Menelusuri video live mereka bagaikan memasuki kapsul waktu dari periode di mana set live yang berbintik-bintik cahaya merah adalah cara terbaik untuk menemukan musik di internet. Tugas yang mereka bentukkan sendiri untuk mendokumentasikan band-band di tempat-tempat lokal jauh dari punah, tetapi di kota seluas London, sangat menyegarkan melihat sedikit demi sedikit pertumbuhan Gaygirl berserakan di YouTube selama tiga tahun.
Kehadiran internet mereka yang relatif rendah ini memungkinkan mereka untuk menjelajahi suara mereka, menghindari semua upaya untuk menempatkan diri mereka dalam genre. Evolusi lambat suara Gaygirl dari tahun 2018 “Paralydise,” yang merupakan suara droney yang hipnotis mengingatkan pada Joy Division, ke “Hair” dan “Sick Note” tahun 2019 lebih logis daripada mendadak. Hasilnya paling tepat digambarkan sebagai PJ Harvey mengisi suara Nirvana. Vokal Morrison yang sangat tajam mengintai di tepi jeritan dan berbenturan dengan gitar fuzz. Ini adalah barrages suara yang mencakup semua indera dan membangkitkan rasa emosi dan erotisme tertentu yang terdapat di toilet yang remang-remang dari tempat lama yang kumuh dengan musik yang teredam berdentum di luar pintu. Gaygirl mengenali perbandingan antara mereka dan inspirasi alternatif tahun '90-an mereka, tetapi akhirnya menolak genre. “Terkait pada genre tertentu dapat mengurung Anda dalam suara tertentu, yang menghilangkan apa yang dapat diperoleh dari pengembangan band,” jelas Clark. Pleasurehead adalah hasilnya.
Tema-tema menyeluruh EP tentang kontrol, dalam semua bentuknya yang terdistorsi, menjadikan rekaman yang gelap dan membosankan yang membenamkan diri ke dalam diri Anda dengan setiap pendengaran.
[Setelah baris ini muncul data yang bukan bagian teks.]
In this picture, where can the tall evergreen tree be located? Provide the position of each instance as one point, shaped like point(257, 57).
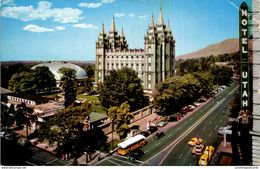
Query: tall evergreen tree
point(121, 86)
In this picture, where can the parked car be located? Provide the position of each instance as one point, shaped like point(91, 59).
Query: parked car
point(196, 104)
point(197, 149)
point(191, 107)
point(203, 160)
point(194, 141)
point(159, 135)
point(162, 123)
point(209, 150)
point(23, 141)
point(136, 155)
point(145, 133)
point(206, 157)
point(152, 129)
point(2, 133)
point(228, 130)
point(172, 118)
point(9, 137)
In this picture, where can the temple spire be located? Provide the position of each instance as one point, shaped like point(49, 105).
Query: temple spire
point(160, 19)
point(122, 33)
point(102, 29)
point(113, 26)
point(168, 27)
point(152, 22)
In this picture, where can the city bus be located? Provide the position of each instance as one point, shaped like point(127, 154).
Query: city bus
point(131, 144)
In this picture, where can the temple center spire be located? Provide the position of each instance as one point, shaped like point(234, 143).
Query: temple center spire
point(160, 19)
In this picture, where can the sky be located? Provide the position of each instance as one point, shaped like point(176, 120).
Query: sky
point(67, 30)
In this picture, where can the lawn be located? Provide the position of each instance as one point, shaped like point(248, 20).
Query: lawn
point(89, 98)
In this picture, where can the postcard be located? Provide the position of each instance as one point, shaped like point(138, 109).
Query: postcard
point(130, 83)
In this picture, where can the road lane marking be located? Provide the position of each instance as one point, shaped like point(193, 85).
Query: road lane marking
point(123, 161)
point(113, 162)
point(128, 158)
point(52, 161)
point(157, 144)
point(174, 143)
point(30, 163)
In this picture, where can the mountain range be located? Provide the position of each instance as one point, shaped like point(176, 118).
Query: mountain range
point(223, 47)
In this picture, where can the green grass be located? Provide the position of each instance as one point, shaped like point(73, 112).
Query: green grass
point(51, 96)
point(89, 98)
point(98, 109)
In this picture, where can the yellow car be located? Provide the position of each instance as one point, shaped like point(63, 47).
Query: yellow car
point(197, 149)
point(203, 160)
point(195, 140)
point(209, 151)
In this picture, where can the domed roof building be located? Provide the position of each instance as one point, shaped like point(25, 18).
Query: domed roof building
point(55, 66)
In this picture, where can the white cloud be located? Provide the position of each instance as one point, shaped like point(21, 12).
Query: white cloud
point(131, 15)
point(90, 5)
point(83, 25)
point(143, 16)
point(60, 28)
point(8, 2)
point(119, 14)
point(108, 1)
point(43, 12)
point(35, 28)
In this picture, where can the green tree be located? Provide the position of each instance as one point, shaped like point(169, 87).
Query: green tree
point(66, 128)
point(32, 81)
point(23, 82)
point(7, 116)
point(24, 116)
point(174, 93)
point(121, 86)
point(222, 75)
point(69, 85)
point(121, 117)
point(90, 69)
point(44, 78)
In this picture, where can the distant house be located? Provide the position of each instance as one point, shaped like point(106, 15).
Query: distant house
point(44, 111)
point(4, 94)
point(28, 99)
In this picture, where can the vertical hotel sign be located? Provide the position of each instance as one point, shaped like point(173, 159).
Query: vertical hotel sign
point(244, 56)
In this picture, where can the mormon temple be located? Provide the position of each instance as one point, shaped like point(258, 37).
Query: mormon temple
point(154, 63)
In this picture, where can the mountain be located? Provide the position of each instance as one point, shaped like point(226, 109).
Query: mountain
point(226, 46)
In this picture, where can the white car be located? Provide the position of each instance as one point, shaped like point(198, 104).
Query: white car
point(162, 123)
point(227, 129)
point(191, 107)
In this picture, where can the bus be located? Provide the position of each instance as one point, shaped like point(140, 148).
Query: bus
point(131, 144)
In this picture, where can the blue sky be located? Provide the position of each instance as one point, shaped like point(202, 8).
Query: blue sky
point(55, 30)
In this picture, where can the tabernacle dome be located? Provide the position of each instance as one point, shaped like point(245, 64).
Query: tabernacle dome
point(55, 66)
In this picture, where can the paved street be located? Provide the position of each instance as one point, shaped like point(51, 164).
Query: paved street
point(12, 154)
point(173, 149)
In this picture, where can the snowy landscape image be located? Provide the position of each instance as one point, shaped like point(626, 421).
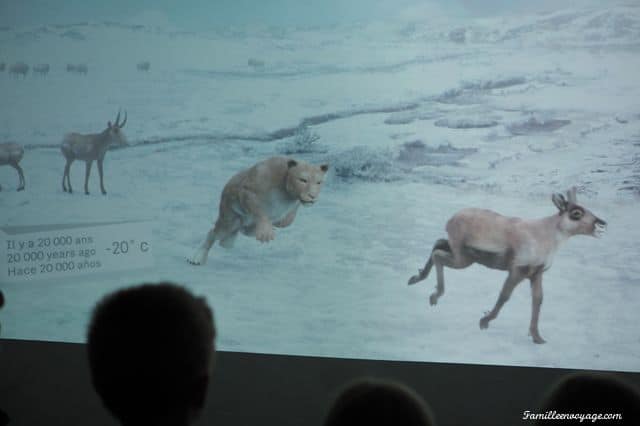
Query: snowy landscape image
point(418, 113)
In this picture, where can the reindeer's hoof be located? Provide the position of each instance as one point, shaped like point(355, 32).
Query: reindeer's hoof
point(484, 323)
point(537, 338)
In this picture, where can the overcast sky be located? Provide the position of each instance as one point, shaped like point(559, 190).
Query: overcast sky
point(203, 14)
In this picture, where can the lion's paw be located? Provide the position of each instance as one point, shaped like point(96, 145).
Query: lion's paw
point(265, 233)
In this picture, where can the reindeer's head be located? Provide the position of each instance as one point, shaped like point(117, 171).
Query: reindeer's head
point(575, 219)
point(116, 135)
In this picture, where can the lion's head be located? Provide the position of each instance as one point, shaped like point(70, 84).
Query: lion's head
point(305, 180)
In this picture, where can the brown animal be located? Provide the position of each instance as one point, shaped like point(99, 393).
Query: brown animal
point(89, 148)
point(42, 69)
point(78, 68)
point(523, 247)
point(10, 155)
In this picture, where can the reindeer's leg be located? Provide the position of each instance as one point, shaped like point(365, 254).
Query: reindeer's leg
point(20, 175)
point(514, 278)
point(536, 302)
point(424, 272)
point(453, 258)
point(66, 181)
point(100, 172)
point(87, 172)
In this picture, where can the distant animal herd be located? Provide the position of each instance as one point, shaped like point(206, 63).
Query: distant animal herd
point(21, 69)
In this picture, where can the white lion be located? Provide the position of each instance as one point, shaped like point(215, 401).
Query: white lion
point(256, 199)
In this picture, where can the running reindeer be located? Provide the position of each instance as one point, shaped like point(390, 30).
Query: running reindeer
point(89, 148)
point(523, 247)
point(11, 154)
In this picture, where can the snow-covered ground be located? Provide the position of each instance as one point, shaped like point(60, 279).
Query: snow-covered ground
point(417, 119)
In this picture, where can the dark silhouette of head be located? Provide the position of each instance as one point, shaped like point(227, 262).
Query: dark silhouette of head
point(591, 393)
point(375, 402)
point(151, 352)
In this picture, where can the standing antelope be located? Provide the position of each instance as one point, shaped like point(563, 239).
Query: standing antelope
point(89, 148)
point(523, 247)
point(11, 154)
point(78, 68)
point(19, 68)
point(42, 69)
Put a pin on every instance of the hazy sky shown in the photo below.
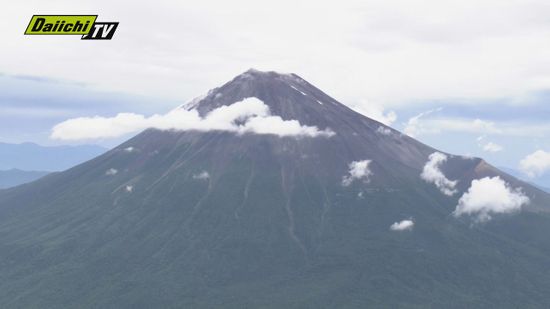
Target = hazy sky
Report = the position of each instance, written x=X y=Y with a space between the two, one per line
x=469 y=77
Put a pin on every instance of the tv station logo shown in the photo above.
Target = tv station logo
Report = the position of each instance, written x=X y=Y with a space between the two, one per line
x=84 y=25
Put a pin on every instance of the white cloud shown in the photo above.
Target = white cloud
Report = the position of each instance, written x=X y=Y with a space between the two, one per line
x=487 y=196
x=492 y=147
x=357 y=170
x=383 y=130
x=202 y=175
x=414 y=126
x=375 y=112
x=433 y=174
x=253 y=112
x=424 y=125
x=383 y=50
x=404 y=225
x=536 y=163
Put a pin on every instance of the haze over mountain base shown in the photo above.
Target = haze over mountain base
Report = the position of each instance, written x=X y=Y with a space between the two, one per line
x=215 y=218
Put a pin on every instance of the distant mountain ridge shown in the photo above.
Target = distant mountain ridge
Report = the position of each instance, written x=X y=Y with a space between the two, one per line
x=218 y=219
x=34 y=157
x=15 y=177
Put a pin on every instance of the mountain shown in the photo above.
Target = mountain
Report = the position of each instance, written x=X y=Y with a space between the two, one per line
x=221 y=219
x=15 y=177
x=33 y=157
x=542 y=182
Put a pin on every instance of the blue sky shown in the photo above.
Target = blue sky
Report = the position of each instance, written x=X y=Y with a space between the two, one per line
x=467 y=77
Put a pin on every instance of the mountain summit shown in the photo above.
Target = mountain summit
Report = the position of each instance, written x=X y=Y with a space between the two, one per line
x=361 y=217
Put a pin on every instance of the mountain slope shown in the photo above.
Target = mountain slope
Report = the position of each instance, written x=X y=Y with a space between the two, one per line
x=217 y=219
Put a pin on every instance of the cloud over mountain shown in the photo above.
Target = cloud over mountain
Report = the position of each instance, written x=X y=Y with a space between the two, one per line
x=250 y=115
x=357 y=170
x=536 y=163
x=433 y=174
x=490 y=195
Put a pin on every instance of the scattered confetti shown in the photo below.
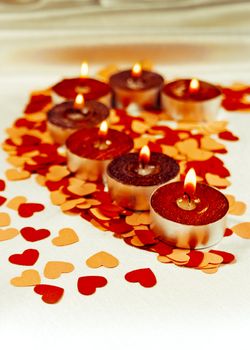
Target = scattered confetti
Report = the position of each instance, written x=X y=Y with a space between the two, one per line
x=15 y=175
x=4 y=219
x=145 y=277
x=15 y=202
x=102 y=259
x=242 y=230
x=66 y=236
x=8 y=233
x=50 y=294
x=33 y=235
x=28 y=258
x=54 y=269
x=26 y=210
x=27 y=278
x=87 y=285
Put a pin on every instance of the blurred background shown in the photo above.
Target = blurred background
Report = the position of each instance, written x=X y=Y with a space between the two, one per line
x=176 y=32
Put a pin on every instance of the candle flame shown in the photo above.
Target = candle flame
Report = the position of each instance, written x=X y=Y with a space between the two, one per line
x=144 y=155
x=194 y=86
x=84 y=69
x=136 y=70
x=79 y=101
x=190 y=182
x=103 y=129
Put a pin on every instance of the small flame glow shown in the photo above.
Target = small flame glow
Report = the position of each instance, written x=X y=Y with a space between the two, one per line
x=190 y=182
x=144 y=155
x=103 y=129
x=79 y=101
x=136 y=70
x=84 y=69
x=194 y=86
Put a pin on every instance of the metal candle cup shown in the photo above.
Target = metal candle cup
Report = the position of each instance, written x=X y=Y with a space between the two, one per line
x=142 y=88
x=182 y=104
x=65 y=118
x=200 y=227
x=131 y=186
x=89 y=153
x=92 y=89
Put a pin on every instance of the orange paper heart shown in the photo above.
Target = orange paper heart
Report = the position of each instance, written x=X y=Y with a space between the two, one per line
x=8 y=233
x=102 y=259
x=27 y=278
x=66 y=236
x=54 y=269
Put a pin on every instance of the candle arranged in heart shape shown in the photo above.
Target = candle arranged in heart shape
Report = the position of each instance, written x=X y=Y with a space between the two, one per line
x=187 y=215
x=92 y=89
x=132 y=177
x=136 y=86
x=90 y=150
x=67 y=117
x=191 y=100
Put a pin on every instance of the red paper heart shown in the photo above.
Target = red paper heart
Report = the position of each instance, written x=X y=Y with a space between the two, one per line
x=50 y=294
x=26 y=210
x=227 y=257
x=2 y=200
x=196 y=258
x=145 y=277
x=33 y=235
x=2 y=185
x=28 y=257
x=87 y=284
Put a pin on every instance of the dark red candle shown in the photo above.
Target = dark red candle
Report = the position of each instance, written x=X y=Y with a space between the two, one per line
x=191 y=100
x=189 y=219
x=90 y=150
x=132 y=178
x=136 y=86
x=67 y=117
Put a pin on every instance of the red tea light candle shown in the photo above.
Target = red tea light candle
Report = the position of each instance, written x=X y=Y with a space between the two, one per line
x=137 y=86
x=90 y=150
x=67 y=117
x=191 y=100
x=189 y=215
x=92 y=89
x=133 y=177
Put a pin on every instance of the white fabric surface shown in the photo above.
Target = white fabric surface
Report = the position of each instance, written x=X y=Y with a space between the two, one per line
x=187 y=309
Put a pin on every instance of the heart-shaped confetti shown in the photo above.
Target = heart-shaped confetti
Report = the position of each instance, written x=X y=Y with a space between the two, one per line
x=54 y=269
x=28 y=257
x=8 y=233
x=50 y=294
x=242 y=230
x=66 y=236
x=26 y=210
x=4 y=219
x=15 y=202
x=57 y=173
x=15 y=175
x=87 y=285
x=145 y=277
x=33 y=235
x=217 y=181
x=2 y=185
x=102 y=259
x=27 y=278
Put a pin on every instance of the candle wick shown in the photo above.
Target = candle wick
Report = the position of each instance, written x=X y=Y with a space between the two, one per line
x=187 y=195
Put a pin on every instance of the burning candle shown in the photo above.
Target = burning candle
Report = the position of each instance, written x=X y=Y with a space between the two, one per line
x=132 y=177
x=92 y=89
x=90 y=150
x=136 y=86
x=67 y=117
x=191 y=100
x=189 y=215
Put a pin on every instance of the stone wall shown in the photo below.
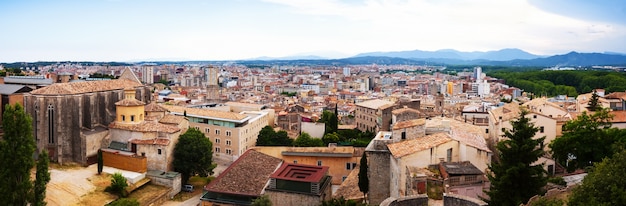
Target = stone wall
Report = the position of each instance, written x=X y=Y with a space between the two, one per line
x=459 y=200
x=172 y=180
x=415 y=200
x=378 y=173
x=280 y=198
x=124 y=161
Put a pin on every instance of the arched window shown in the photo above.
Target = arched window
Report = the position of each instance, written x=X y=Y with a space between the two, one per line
x=50 y=124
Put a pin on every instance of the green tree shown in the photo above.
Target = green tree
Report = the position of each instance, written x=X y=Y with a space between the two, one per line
x=124 y=202
x=305 y=140
x=513 y=179
x=585 y=140
x=100 y=162
x=17 y=147
x=42 y=177
x=118 y=185
x=264 y=200
x=267 y=137
x=593 y=104
x=364 y=182
x=330 y=138
x=193 y=154
x=604 y=185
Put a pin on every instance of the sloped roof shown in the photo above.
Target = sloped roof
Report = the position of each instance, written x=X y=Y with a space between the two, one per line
x=154 y=107
x=375 y=104
x=85 y=87
x=401 y=149
x=205 y=112
x=8 y=89
x=409 y=123
x=146 y=126
x=248 y=175
x=129 y=102
x=128 y=74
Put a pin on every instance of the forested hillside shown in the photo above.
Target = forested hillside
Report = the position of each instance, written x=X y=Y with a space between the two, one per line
x=571 y=83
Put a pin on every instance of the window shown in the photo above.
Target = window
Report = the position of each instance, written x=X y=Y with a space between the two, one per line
x=51 y=124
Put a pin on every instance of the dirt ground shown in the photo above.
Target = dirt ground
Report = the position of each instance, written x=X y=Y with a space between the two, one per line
x=76 y=185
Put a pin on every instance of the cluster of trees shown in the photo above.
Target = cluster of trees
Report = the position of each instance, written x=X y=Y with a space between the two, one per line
x=587 y=140
x=17 y=148
x=513 y=179
x=193 y=155
x=587 y=143
x=571 y=83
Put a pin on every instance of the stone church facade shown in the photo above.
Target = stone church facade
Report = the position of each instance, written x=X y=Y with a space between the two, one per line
x=70 y=119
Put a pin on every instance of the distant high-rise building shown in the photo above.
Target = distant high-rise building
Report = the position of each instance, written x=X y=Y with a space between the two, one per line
x=346 y=71
x=477 y=74
x=147 y=74
x=213 y=89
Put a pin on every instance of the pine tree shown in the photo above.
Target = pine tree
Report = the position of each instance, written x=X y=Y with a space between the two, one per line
x=364 y=182
x=100 y=162
x=42 y=177
x=513 y=179
x=16 y=156
x=593 y=104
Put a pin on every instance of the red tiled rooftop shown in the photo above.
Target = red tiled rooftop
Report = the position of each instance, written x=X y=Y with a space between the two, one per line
x=300 y=173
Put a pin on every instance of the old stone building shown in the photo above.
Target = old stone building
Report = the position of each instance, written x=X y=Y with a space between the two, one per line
x=70 y=119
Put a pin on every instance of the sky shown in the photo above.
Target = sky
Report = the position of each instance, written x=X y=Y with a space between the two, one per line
x=130 y=30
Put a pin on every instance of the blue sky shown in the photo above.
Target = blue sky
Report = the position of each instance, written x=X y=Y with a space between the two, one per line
x=122 y=30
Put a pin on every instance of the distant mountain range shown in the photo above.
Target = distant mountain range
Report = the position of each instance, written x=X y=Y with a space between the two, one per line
x=504 y=57
x=500 y=55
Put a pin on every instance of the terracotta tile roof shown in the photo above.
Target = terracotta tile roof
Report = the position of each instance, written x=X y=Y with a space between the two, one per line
x=86 y=87
x=507 y=112
x=409 y=123
x=158 y=141
x=618 y=116
x=349 y=188
x=146 y=126
x=154 y=107
x=172 y=119
x=246 y=176
x=129 y=102
x=401 y=149
x=375 y=104
x=205 y=112
x=402 y=110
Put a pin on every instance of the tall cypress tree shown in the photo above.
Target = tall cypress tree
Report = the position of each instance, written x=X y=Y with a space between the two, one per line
x=16 y=156
x=364 y=182
x=513 y=179
x=42 y=177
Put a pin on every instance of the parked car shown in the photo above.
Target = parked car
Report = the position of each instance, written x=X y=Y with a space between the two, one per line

Ini mungkin disebabkan oleh kurangnya konteks dan makna tak terbatas yang dapat ditempatkan dalam setiap lirik. Kata-kata Morrison memaksa Anda untuk menggenggamnya, menemukan apa pun serpihan makna yang terletak di antara setiap garis. “Ketika Anda membaca liriknya, mungkin itu tidak sepenuhnya jelas. Tapi, saya pikir saya suka itu.” akui Morrison. “Meskipun beberapa liriknya cukup gelap, ada sedikit humor di dalamnya. Mungkin hanya untuk saya — tetapi bagi yang lain, bisa berarti sesuatu yang berbeda.”
Meskipun dengan katalog yang kecil, pendekatan Gaygirl terhadap musik adalah menyegarkan dan menggema kembali ke waktu di mana konsumsi adalah tindakan yang lebih lambat dan disengaja. Tindakan untuk mengalahkan siklus sukses arus utama yang seringkali kejam dan menakutkan dengan fokus pada memupuk hubungan antarpribadi satu sama lain — dan dengan penggemar di skena lokal — semakin menjadi lebih radikal. Gaygirl menunjukkan bahwa sukses tidaklah linier, dan seharusnya tidak demikian. Bagi sebagian orang, puncak itu adalah bermain untuk pembukaan dinding panjat, atau mungkin ada tepat di atasnya.
Jade Gomez is an independent writer from New Jersey with a soft spot for southern hip-hop and her dog, Tyra. Her work has appeared in the FADER, Rolling Stone, and DJBooth. She enjoys compound sentences and commas, so if you want to call her out on it, you can find her at www.jadegomez.com.
Exclusive 15% Off for Teachers, Students, Military members, Healthcare professionals & First Responders - Get Verified!